When I was working at Trayport in London, a coworker there, James Slaughter, got me interested in the Boost libraries, and was largely responsible for reawakening my interest in C++ as a programming language with real promise. Thank you James, if you're reading this. (As an aside, I was previously getting very interested in Objective CaML, but that's for another article at another time).

When I evangelised Qt within James' earshot, he opined that Qt was pretty good, but he wasn't keen on the moc preprocessor. Rightly enough, moc has a rather bad rep for mangling attempts to use templates in Qt-enabled classes, and it's always irritating to need to hack build scripts to preprocess code. James did mention that type safe signal/slot functionality was possible in C++. I'd kind of thought about it myself, but hadn't initially realised that it really was possible to do without something like moc.

I did a bit of a net search, and it seemed that a couple of people had put together C++ signal/slot libraries. One was in the pipeline for adoption by Boost (still is, at the time of writing). Another is due to the GTK bunch, as part of the GTK's C++ wrapper. Both were a little heavyweight for my needs (writing MFC code whilst staying at least a bit sane), and neither looked like good candidates for a straightforward Windows port.

I chose to write my own instead. The rest is history.

Downloading the sigslot library

You can download sigslot from the project downloads page.

Documentation

Detailed documentation for sigslot is currently in LaTeX format. I haven't yet decided whether to convert this to HTML and post it here, or to laboriously glomm it into the documentation system at SourceForge. For the moment, you can get the PDF version from the link below. If you want the LaTeX source, or are feeling kind and generous and would like to contribute by doing this conversion, please email me.

Reporting Bugs

Example slot signal c++ signal

Qt Signal Slot Example C

So far, sigslot has been tested on VC++ 6.0 on Win32, VC++ 7.0 (Unmanaged) on Win32, gcc under Cygwin and Intel C++ on Win32. It has also been used in some real code without problems.

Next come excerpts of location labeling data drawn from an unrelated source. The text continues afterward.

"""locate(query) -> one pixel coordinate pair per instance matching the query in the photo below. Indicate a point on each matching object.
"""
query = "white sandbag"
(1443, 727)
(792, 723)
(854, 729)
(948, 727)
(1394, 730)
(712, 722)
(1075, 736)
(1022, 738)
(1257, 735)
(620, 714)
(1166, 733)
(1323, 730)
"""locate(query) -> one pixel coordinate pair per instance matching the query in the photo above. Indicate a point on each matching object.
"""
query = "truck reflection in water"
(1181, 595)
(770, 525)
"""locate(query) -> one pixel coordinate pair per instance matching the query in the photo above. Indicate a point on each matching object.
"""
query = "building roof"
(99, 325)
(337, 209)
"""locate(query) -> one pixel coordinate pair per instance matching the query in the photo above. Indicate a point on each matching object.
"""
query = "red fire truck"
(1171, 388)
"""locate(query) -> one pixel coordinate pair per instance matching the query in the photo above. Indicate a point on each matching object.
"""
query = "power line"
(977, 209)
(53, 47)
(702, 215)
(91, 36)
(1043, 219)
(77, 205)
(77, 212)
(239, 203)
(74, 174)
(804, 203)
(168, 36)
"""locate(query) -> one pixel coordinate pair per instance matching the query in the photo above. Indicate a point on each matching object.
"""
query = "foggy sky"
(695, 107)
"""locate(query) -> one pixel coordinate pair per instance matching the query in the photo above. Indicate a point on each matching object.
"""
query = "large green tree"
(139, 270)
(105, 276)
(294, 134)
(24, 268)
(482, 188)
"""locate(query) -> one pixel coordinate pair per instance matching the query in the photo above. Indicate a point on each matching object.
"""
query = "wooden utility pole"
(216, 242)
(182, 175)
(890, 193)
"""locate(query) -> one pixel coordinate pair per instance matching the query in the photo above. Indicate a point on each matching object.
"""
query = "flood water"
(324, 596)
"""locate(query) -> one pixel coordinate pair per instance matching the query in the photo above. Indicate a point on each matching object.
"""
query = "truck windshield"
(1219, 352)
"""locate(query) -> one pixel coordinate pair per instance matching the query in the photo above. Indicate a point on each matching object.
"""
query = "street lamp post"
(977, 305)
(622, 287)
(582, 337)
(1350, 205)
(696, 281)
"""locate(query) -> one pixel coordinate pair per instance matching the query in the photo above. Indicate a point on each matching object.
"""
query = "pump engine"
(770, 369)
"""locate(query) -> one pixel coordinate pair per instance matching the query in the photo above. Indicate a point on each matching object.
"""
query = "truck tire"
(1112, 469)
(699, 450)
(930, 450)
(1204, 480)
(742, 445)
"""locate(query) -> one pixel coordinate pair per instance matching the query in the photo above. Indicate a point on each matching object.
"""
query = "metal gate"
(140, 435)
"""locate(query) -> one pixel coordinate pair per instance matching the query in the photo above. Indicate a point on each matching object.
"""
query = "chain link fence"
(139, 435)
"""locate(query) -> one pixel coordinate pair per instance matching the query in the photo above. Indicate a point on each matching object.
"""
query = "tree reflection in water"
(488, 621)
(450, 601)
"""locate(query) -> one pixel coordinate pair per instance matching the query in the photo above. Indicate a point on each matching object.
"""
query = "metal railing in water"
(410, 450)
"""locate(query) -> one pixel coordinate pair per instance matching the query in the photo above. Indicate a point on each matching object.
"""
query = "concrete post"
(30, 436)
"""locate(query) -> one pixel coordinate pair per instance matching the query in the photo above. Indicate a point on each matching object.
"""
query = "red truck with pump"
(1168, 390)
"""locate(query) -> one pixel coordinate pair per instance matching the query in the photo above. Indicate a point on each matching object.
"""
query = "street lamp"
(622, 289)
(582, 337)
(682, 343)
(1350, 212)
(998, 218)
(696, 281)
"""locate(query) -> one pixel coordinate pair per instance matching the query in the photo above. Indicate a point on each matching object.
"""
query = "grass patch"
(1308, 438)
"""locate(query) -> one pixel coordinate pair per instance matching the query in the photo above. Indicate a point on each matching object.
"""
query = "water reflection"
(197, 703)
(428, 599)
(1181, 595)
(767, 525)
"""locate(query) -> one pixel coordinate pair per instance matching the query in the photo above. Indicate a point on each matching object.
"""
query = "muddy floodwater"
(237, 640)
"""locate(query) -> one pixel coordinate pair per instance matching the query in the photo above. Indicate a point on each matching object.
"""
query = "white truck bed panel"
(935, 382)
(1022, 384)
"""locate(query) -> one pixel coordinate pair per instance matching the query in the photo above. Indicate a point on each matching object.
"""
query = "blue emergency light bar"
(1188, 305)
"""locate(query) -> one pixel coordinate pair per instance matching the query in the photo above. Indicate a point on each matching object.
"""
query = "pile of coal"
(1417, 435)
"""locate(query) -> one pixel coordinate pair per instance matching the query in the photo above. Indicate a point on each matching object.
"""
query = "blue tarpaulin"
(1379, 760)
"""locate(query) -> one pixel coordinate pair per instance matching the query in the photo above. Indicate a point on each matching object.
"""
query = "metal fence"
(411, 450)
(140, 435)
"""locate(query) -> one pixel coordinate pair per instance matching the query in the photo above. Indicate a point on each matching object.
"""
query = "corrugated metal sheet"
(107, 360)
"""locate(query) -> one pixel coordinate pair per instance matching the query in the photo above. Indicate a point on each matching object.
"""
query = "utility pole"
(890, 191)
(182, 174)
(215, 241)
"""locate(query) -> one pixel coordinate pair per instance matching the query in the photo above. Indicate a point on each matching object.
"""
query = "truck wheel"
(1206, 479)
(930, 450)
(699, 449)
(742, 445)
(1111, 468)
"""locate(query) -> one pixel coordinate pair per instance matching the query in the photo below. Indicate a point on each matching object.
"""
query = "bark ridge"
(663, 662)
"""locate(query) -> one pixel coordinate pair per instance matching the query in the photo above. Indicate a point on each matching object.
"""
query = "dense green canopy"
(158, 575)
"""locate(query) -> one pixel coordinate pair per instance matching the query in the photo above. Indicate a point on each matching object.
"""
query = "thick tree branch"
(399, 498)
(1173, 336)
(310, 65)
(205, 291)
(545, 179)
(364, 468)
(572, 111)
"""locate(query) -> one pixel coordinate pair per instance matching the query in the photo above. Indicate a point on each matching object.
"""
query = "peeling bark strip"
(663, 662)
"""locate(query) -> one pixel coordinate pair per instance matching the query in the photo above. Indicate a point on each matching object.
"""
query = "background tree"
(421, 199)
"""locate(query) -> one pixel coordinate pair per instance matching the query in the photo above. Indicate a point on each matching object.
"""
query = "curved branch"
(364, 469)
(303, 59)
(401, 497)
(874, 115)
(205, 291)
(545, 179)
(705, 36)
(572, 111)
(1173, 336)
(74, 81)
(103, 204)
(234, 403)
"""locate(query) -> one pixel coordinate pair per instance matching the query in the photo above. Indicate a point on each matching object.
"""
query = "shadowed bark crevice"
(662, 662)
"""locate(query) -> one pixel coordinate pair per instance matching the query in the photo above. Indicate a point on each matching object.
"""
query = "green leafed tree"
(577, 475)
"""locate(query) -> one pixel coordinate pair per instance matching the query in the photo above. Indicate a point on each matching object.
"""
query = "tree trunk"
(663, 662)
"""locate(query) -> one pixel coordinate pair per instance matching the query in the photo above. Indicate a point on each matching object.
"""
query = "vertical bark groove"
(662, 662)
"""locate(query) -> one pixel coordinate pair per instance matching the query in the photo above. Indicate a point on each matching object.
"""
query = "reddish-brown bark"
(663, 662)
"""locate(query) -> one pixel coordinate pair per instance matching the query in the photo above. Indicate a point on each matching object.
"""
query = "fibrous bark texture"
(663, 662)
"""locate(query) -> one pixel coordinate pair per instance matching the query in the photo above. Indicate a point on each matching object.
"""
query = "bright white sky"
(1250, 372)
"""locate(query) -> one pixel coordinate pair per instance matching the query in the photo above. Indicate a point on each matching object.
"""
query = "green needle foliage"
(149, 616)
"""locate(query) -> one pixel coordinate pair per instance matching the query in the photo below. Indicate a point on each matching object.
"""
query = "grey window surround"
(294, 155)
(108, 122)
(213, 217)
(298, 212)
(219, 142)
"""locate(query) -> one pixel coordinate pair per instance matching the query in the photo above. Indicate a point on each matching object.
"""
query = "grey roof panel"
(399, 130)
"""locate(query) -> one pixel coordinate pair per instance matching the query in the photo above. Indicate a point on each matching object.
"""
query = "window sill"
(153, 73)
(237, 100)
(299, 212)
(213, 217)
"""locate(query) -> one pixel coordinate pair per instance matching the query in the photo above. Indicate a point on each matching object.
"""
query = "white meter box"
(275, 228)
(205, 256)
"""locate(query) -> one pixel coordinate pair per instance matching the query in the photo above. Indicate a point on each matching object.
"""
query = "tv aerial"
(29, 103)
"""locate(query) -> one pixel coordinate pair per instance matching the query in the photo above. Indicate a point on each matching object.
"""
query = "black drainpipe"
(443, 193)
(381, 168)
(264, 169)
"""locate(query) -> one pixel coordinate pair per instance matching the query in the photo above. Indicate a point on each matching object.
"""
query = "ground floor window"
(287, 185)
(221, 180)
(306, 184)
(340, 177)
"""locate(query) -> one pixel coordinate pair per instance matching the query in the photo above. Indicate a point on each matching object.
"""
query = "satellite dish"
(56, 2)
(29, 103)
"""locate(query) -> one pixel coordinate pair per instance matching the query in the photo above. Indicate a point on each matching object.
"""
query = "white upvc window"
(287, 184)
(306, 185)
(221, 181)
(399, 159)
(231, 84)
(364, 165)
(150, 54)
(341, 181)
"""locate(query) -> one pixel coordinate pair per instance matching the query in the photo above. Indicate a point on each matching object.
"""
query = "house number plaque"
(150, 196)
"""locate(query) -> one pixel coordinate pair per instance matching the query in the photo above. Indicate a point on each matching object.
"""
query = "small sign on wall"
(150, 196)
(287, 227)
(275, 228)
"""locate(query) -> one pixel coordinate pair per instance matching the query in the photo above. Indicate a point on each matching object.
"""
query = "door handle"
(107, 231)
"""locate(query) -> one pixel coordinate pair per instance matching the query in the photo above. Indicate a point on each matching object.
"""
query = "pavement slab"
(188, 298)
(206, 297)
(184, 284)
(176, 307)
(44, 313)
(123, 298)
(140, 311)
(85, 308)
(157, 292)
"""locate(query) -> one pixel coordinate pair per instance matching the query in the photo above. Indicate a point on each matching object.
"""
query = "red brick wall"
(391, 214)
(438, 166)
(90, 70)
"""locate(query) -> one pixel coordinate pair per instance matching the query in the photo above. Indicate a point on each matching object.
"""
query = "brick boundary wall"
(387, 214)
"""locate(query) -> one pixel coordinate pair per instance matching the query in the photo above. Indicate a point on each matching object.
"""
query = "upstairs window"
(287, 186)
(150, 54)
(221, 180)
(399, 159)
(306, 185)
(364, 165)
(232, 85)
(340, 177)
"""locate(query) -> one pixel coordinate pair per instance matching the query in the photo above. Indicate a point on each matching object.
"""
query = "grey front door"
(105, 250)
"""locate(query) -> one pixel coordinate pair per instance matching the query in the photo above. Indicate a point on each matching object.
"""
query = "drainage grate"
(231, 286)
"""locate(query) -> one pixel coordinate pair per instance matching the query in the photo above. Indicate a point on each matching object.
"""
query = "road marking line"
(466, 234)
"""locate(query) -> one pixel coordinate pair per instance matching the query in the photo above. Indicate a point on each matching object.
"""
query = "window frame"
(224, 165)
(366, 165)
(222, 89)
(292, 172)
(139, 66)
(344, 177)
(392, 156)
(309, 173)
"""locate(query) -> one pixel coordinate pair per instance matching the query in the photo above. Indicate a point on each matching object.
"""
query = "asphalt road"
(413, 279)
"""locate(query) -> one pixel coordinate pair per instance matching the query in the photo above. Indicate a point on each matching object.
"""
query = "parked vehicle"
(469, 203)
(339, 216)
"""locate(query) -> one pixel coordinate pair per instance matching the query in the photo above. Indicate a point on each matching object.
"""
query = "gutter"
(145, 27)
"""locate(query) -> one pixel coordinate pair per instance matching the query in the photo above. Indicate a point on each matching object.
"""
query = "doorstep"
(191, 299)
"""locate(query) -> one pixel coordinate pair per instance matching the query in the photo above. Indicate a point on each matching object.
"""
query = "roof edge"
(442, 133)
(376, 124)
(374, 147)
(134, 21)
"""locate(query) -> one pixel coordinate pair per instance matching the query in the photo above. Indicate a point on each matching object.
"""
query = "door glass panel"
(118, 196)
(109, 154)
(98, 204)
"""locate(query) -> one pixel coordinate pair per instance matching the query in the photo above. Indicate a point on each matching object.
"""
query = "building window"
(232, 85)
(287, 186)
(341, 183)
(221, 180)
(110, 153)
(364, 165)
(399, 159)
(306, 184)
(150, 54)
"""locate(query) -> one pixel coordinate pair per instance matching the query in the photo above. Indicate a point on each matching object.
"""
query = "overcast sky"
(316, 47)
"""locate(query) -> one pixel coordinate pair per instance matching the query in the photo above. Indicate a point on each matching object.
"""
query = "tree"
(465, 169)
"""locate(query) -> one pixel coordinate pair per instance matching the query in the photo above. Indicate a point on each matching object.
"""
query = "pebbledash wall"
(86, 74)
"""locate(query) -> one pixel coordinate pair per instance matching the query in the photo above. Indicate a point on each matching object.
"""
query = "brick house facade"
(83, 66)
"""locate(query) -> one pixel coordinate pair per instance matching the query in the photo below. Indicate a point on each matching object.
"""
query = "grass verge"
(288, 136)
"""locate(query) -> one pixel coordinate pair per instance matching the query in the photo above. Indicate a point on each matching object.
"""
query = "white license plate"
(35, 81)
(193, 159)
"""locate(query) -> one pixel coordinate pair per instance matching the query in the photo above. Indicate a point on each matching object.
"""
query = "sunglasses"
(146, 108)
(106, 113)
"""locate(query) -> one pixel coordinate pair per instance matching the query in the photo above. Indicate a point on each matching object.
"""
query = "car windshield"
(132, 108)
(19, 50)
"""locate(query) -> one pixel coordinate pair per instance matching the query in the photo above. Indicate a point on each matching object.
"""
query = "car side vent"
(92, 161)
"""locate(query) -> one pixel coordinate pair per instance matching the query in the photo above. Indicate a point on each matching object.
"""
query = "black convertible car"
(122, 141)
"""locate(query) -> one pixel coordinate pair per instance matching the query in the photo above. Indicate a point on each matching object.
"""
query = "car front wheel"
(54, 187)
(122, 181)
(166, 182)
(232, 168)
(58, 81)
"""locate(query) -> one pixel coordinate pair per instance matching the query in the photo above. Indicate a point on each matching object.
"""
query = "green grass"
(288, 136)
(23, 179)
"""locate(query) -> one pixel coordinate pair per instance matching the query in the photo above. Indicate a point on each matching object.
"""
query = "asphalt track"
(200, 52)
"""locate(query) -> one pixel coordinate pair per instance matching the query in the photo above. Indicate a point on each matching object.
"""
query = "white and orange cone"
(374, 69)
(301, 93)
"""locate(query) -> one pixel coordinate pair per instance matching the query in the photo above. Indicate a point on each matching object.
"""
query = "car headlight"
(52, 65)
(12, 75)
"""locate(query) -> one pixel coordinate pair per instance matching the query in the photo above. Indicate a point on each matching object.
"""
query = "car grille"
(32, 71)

However, it is relatively new, so tread carefully and please make sure to report any bugs, fixes or feature requests to the project team. By preference, please do this through the bug tracking system at SourceForge.

License

Example Slot Signal C++ Booster

The sigslot library has been placed in the public domain. This means that you are free to use it however you like.

The author takes no responsibility or liability of any kind for any use that you may make of this library.

If you screw up, it's your fault.

If the library screws up, you got it for free, so you should have tested it better - it's still your responsibility.